Location
- P.O. Box 160 Arapaho, Oklahoma 73620-0160 United States

District information
- Type: Public
- Grades: pre-k-12
- Established: 1892
- Superintendent: Jay Edelen
- NCES District ID: 4003120

Students and staff
- District mascot: Indian
- Colors: Blue and gold

Other information
- Principals: High school: Jared Cudd Elementary school: Brad Southall
- Website: www.arapaho.k12.ok.us

= Arapaho-Butler Public School District =

School district in Oklahoma

The Arapaho Independent School District No. 5, also known as Arapaho-Butler Public Schools, is a school district based in Arapaho, Oklahoma, United States]. It contains an elementary school and a combined middle/high school.

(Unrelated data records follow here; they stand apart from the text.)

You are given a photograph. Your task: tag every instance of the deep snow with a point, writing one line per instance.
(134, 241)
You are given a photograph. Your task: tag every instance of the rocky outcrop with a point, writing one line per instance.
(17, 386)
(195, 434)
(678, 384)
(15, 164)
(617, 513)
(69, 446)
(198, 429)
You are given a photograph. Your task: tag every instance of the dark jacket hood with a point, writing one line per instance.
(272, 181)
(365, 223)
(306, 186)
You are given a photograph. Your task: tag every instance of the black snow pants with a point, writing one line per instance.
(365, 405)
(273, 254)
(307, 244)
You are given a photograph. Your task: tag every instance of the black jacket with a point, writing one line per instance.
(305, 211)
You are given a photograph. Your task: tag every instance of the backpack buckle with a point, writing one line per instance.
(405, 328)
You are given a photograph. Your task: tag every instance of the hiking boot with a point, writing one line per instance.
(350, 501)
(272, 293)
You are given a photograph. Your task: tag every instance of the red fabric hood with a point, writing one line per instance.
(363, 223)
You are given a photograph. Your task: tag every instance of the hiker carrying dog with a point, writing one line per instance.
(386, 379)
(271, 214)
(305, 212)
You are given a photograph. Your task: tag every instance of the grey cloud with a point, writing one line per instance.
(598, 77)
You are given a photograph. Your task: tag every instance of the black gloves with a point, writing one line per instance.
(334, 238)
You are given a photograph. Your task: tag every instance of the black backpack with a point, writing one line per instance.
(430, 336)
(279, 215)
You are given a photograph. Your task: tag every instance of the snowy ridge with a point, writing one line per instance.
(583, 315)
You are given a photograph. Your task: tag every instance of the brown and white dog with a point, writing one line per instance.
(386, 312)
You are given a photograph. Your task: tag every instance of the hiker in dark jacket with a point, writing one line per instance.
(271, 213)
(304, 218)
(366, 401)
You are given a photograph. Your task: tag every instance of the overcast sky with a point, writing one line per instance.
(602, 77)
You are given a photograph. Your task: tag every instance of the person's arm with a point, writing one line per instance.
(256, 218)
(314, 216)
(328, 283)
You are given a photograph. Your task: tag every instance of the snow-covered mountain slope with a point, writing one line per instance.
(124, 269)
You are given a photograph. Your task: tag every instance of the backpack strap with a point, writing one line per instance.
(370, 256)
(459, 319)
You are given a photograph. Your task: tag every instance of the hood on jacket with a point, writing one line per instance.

The district includes Arapaho and Butler.

==History==

In 1989, the Arapaho district's enrollment was 320. By 1989, the administration of the Arapaho district and other area districts began talks about having a single common high school due to financial issues occurring in the three districts.

In 2008, the Butler Public Schools was seeking a merger with the Arapaho district. That year, the Butler district merged into the Arapaho school district, with the merged district to have a new common identity. The State of Oklahoma's lottery funds were used to encourage a voluntary merger, and the merged district received $360,000. The Arapaho district received the property of the Butler district.